If you use Pub/Sub metrics as a signal to autoscale your pipeline, here are some recommendations.

Use more than one signal to autoscale your pipeline

Don't use only Pub/Sub metrics to autoscale your pipeline. It might lead to scenarios where you have a single point of failure for your autoscaling decisions. Instead, use a combination of signals to trigger autoscaling. An example of an additional signal is the client's CPU utilization level. This signal can indicate whether the client tasks are handling work and if scaling up can let the client tasks handle more work. Some examples of signals from other Cloud products that you can use for your pipeline are as follows:

  • Compute Engine (GCE) supports autoscaling based on signals such as CPU utilization and Monitoring metrics. Compute Engine also supports multiple metrics and multiple signals for better reliability.

    For more information about scaling with Monitoring metrics, see Scale based on Monitoring metrics. For more information about scaling with CPU utilization, see Scale based on CPU utilization.

  • Google Kubernetes Engine (GKE) Horizontal Pod autoscaling (HPA) supports autoscaling based on resource usage such as CPU and memory usage, custom Kubernetes metrics, and external metrics such as Monitoring metrics for Pub/Sub. It also supports multiple signals.

    For more information, see Horizontal Pod autoscaling.

How to deal with metrics gaps when they occur

Don't assume that the absence of metrics means that there are no messages to process.

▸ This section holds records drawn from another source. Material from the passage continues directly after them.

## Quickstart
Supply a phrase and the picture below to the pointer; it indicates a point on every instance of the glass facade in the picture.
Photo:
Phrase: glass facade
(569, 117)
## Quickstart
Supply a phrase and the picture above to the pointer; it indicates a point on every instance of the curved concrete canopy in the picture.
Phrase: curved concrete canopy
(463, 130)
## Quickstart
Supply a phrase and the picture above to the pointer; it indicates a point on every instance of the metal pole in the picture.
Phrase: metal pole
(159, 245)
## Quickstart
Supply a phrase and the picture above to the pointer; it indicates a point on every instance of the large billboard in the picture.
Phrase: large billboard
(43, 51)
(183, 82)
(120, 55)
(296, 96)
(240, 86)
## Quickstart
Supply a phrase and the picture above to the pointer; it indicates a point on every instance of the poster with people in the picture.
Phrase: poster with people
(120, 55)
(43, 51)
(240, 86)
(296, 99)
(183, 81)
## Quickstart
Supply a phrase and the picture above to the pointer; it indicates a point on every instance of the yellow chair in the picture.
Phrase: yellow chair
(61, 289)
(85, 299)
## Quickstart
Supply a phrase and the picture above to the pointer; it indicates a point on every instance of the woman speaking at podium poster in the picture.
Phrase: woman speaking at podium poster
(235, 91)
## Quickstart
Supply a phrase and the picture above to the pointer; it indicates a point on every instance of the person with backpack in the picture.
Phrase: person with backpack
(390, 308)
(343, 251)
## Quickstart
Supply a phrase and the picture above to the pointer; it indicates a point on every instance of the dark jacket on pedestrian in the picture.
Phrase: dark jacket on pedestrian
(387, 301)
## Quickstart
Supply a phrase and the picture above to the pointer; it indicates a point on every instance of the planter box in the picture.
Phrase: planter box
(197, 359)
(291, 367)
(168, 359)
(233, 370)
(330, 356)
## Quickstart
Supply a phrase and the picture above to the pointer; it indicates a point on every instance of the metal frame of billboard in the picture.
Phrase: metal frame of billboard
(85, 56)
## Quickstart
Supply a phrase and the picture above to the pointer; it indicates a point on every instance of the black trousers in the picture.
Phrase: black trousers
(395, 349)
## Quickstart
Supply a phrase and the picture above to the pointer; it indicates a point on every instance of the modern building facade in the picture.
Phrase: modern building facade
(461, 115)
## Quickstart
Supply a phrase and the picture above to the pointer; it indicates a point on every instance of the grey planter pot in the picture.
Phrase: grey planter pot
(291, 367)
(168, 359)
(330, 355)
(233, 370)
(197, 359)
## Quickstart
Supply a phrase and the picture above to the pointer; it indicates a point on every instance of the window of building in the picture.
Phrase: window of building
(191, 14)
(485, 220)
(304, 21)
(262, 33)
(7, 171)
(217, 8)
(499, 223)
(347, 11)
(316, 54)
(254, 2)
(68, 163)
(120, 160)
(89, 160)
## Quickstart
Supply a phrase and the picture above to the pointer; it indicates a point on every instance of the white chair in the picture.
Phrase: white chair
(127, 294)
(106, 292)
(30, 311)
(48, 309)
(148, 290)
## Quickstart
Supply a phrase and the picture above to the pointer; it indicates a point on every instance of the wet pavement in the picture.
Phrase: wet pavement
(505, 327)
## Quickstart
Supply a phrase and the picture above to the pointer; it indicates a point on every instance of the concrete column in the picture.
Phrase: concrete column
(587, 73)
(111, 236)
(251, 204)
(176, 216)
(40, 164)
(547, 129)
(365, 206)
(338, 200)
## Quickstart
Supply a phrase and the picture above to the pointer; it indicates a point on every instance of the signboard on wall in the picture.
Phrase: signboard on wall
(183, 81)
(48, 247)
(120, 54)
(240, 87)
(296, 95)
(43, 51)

For example, if in response to missing metrics, you scale down processing tasks to zero, messages already in the backlog or that get published during this time are not be consumed. This increases the end-to-end latency. To minimize latency, set a minimum task count greater than zero so that you are always prepared to handle published messages, even if recent Pub/Sub metrics indicate an empty queue.

Both GCE autoscalers and GKE HPAs are designed to maintain the current replica count when metrics are unavailable. This provides a safety net if no metrics are available.

You can also implement Pub/Sub flow control mechanisms to help prevent tasks from being overwhelmed if they are unintentionally downscaled due to missing metrics.